- Also known as: Johnny Williams
- Born: Robert Henry Warren August 13, 1919 Lake Providence, Louisiana, U.S.
- Died: July 1, 1977 (aged 57) Detroit, Michigan, U.S.
- Genres: Blues
- Occupation: Musician
- Instruments: Vocals; guitar;
- Years active: 1931–1976

= Baby Boy Warren =

American blues singer and guitarist (1919–1977)

Robert Henry "Baby Boy" Warren (August 13, 1919 – July 1, 1977), was an American blues singer and guitarist who was a leading figure on the Detroit blues scene in the 1950s.

==Early life==
Warren was born in Lake Providence, Louisiana, in 1919, and at the age of three months moved with his parents to Memphis, Tennessee. He was interested in music from an early age and was working occasionally as a musician from around 1931, when he dropped out of school, having learned to play guitar from two of his older brothers. In the 1930s, he worked in W. C. Handy Park, Memphis, with Howling Wolf, Robert Jr. Lockwood and Little Buddy Doyle and he appeared on the radio show King Biscuit Time, broadcast from Helena, Arkansas, with Sonny Boy Williamson around 1941. In 1942, he moved to Detroit, where he worked for General Motors while also performing as a musician.

==Recordings==
Warren's first recording sessions were in 1949 and 1950 in Detroit, with the five resulting singles being released on a number of labels. Tracks recorded at a 1954 session accompanied by Sonny Boy Williamson were released on Joe Von Battle's JVB label and by Excello Records.

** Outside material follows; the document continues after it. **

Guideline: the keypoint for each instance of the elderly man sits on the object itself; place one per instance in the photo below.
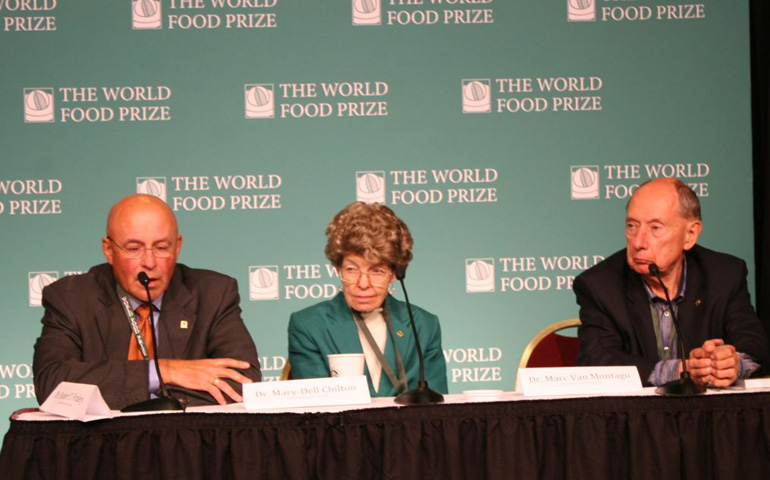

Further sessions the same year resulted in a single on the Blue Lake label, with Boogie Woogie Red on piano and Calvin Frazier on guitar, and a reworking of the Robert Johnson song "Stop Breakin' Down" for the Drummond label.

==Later career and death==
Warren was mostly inactive in music in the 1960s but revived his career with performances at the Detroit Blues Festival in 1971 and the Ann Arbor Blues Festival in 1973 and with a tour of Europe with Boogie Woogie Red in 1972. From 1974 to 1976 he was also a featured performer, along with Willie D. Warren, with the Progressive Blues Band, a popular band that played in many of Detroit's blues venues.

He suffered a fatal heart attack at his home on July 1, 1977, and was buried at Detroit Memorial Park Cemetery in Macomb County, Michigan.

==Personal information==
Warren was given the nickname "Baby Boy" by his older brothers when he was a child. He was one of twelve children. He married twice, in 1935 and in the early 1960s, and had seven children. On releases by Staff Records, Federal Records and Swing Time Records, he was credited as Johnny Williams.

==Influences==
Warren's chief influences were Little Buddy Doyle and Willie "61" Blackwell, especially in his approach to lyrics. He stated that another musician he particularly admired was Memphis Minnie, whom he knew in Memphis in the 1930s. The Penguin Guide to Blues Recordings described him as having brought "a hip, literate humour to the blues lyric".